Hacker News new | ask | show | jobs
by VladRussian2 4582 days ago
>The log writes don't saturate the array itself--but the log file has a limit to how many blocks can be appended--even on fast arrays

yes, the issue usually isn't the transaction log append speed. Instead, it happens too frequently that the log is configured to be too small. A log file switch causes a flush of accumulated modified datablocks of tables and indexes [buffer cache flush in Oracle parlance] from RAM to disk. With small log file size, the flush happens too frequently for too small amounts of modified data - this is where GP mentioned random IO bites in the neck.

1 comments

I think you're talking about an insert buffer, not a transaction log, and in that case, no matter how big your insert buffer is, it will eventually saturate and you'll end up hitting the performance cliff of the B-tree. You really need better data structures (like fractal trees or LSM trees) to get past it.
no, i'm talking about transaction log ("redo log" in Oracle parlance). Switching log files causes checkpoint (ie. flush - it is when the index datablocks changed by the inserts you mention will finally hit the disk )

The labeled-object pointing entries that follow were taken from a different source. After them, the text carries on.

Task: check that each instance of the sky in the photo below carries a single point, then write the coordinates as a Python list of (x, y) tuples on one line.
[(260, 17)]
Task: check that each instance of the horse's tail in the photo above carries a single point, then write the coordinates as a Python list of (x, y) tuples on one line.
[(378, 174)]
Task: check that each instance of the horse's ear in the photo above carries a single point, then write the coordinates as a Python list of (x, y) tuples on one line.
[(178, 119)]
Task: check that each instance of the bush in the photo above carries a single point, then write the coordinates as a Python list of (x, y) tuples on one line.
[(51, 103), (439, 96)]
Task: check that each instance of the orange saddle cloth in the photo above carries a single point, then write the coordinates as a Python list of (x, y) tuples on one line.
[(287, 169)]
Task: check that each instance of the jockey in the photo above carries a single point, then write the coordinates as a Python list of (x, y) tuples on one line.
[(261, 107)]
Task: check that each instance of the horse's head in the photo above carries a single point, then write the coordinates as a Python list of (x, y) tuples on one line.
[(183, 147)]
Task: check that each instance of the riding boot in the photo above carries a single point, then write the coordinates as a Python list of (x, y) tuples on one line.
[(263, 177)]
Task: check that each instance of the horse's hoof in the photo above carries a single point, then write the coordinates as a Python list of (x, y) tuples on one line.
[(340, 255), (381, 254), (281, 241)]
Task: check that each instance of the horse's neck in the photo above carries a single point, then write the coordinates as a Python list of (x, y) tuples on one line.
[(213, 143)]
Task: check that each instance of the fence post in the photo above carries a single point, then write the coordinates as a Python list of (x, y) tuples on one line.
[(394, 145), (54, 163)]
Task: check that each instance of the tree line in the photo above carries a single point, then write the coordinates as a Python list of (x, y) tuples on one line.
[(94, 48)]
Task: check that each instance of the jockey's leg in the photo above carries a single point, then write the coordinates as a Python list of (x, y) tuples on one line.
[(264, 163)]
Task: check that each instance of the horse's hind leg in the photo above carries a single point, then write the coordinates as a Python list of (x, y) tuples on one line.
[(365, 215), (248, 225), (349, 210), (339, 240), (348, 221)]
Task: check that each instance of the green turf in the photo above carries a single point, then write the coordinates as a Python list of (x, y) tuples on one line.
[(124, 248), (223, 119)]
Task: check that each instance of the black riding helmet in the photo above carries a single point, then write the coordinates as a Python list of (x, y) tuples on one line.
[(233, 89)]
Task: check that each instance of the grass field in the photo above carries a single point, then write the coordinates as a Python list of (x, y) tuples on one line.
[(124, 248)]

http://asktom.oracle.com/pls/asktom/f?p=100:11:0::::P11_QUES...

MS and DB2 have similar behavior.

Oh ok, now I see what you're saying, it's still similar to an insert buffer in that case. B-tree behavior is still to blame for this, and if you make your log file bigger it lets you soak up more writes before you need to checkpoint but you'll either have even longer checkpoints eventually, or you'll run out of memory before you have to checkpoint.

We also checkpoint before trimming the log, but our checkpoints are a lot smaller because of write optimization.

>even longer checkpoints

yes, that is the point as big flush instead of many small ones would take either the same or, usually, less time than cumulative time of small flushes because of IO ordering and probability of some writes hitting the same data block.